Through the National Institutes of Health (NIH) The Cancer Genome Atlas (TCGA) program, Dr. Bass is co-chairing the largest ever project to map the genomic changes in stomach and esophageal cancers. A comprehensive genomic analysis of nearly 300 gastric cancers, performed by TCGA researchers, is expected to be published in early 2014.

Significant findings from Dr. Bass’ research include:

  • Published the largest ever genomic sequencing project in esophageal adenocarcinoma (EAC), identifying both a novel genetic mutation signature in these cancers and potential activation of the RAC1 pathway as a contributor to EAC tumorigenesis. (Nat Genet. 2013 May;45(5):478-86);
  • Genomic comparison across gastrointestinal adenocarcinomas of the esophagus, colon, and stomach defined genomic features common and distinct to various gut-derived adenocarcinomas, potentially informing novel opportunities for targeted therapeutic interventions. (Cancer Res. 2012 Sep 1;72(17):4383-93);
  • Team identified SOX2 as a lineage-survival oncogene in esophageal squamous cell carcinoma. (Nat Genet. 2009 Nov;41(11):1238-42.).

“The foundation for much of our current work is based on the observations we have made during our study of the cancer genome,” said Dr. Bass. “We are now applying these findings to our investigation of targeted treatments for particular subgroups of esophageal and gastric cancer.”

As part of this effort, Dr. Bass is collaborating with the leaders of Profile, one of the nation’s most comprehensive personalized medicine initiatives in cancer.
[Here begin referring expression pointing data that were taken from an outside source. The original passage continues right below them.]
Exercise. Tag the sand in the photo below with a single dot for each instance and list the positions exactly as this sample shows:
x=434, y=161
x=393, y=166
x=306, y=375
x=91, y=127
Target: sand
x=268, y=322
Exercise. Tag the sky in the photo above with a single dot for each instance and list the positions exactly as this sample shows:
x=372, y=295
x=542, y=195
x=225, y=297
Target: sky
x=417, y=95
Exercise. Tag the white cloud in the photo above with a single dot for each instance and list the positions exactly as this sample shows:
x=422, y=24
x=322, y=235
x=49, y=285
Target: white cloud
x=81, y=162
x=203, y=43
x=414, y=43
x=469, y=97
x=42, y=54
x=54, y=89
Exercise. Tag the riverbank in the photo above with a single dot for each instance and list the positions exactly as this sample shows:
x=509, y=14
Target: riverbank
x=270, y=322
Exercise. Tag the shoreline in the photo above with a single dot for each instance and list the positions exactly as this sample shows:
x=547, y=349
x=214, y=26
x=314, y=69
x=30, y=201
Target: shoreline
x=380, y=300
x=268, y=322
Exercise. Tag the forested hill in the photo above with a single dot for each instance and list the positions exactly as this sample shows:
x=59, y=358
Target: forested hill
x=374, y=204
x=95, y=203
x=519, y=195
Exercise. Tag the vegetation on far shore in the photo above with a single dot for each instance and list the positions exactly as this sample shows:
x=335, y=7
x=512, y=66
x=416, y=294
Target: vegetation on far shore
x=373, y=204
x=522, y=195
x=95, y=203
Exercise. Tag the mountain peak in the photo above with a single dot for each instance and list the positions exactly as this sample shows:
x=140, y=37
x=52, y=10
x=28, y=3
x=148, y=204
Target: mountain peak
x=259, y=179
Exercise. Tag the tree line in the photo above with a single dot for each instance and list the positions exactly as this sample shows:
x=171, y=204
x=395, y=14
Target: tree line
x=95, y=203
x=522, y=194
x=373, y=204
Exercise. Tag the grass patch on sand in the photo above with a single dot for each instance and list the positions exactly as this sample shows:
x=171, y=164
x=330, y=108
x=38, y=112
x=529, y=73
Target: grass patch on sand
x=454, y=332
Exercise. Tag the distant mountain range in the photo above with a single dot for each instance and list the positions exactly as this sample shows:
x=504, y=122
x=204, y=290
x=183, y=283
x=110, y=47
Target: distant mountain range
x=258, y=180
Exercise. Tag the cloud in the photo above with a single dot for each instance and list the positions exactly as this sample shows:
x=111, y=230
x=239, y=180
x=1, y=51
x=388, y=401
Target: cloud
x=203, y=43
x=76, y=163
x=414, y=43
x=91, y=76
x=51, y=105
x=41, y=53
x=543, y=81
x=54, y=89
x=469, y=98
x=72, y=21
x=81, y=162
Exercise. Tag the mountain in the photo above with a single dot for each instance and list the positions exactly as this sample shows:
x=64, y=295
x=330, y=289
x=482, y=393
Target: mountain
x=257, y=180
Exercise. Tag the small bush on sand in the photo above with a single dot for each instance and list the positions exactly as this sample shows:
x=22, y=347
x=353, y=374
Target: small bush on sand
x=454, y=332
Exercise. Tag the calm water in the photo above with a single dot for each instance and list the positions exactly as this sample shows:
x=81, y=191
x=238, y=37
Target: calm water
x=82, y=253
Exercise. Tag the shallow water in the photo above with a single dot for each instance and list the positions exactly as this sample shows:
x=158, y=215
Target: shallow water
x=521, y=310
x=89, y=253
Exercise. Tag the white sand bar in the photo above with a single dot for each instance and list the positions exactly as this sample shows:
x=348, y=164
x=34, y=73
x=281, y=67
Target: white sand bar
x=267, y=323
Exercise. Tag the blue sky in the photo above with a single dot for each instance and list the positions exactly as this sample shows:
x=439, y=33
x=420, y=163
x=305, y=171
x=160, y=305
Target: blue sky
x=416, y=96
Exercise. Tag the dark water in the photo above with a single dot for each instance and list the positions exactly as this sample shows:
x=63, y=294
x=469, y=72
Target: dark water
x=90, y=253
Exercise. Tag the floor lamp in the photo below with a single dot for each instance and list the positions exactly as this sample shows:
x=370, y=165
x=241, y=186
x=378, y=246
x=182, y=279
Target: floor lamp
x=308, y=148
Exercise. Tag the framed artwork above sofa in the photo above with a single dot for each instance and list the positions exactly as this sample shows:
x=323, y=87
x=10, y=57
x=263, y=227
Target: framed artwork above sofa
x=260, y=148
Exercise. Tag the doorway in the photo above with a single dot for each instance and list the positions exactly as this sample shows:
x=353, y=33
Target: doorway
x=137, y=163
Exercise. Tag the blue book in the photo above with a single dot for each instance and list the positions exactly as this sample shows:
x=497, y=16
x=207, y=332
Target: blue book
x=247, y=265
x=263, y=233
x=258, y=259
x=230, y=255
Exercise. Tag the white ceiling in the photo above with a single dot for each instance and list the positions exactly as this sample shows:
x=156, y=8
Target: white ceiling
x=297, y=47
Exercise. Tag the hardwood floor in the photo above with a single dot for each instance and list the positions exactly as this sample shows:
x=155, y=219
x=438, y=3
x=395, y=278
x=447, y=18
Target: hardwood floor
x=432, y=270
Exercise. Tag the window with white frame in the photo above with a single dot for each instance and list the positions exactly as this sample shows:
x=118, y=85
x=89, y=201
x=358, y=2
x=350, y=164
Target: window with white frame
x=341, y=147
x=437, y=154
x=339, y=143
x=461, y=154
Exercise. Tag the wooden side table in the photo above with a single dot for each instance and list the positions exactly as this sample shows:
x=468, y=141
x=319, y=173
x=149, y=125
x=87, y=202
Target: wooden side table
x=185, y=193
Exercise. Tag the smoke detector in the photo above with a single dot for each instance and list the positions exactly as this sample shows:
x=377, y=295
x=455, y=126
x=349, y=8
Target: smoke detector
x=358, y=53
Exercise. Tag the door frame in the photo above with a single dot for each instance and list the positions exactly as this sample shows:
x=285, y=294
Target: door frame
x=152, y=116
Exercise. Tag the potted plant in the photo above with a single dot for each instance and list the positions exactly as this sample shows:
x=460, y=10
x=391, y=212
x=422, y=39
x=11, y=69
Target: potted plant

Profile utilizes next-generation sequencing to analyze the entire genetic code of 305 cancer-related genes in the DNA sample.

Every Dana-Farber/Brigham and Women’s Cancer Center patient is offered the opportunity to participate in the study. Profile aims to identify targeted therapies that are most likely to be effective in individual patients. The databases of tumor genetic profiling data derived from a very large number of patients, and linked to clinical information, make Profile a powerful tool for discovery and supports proposals for new research studies and clinical trials.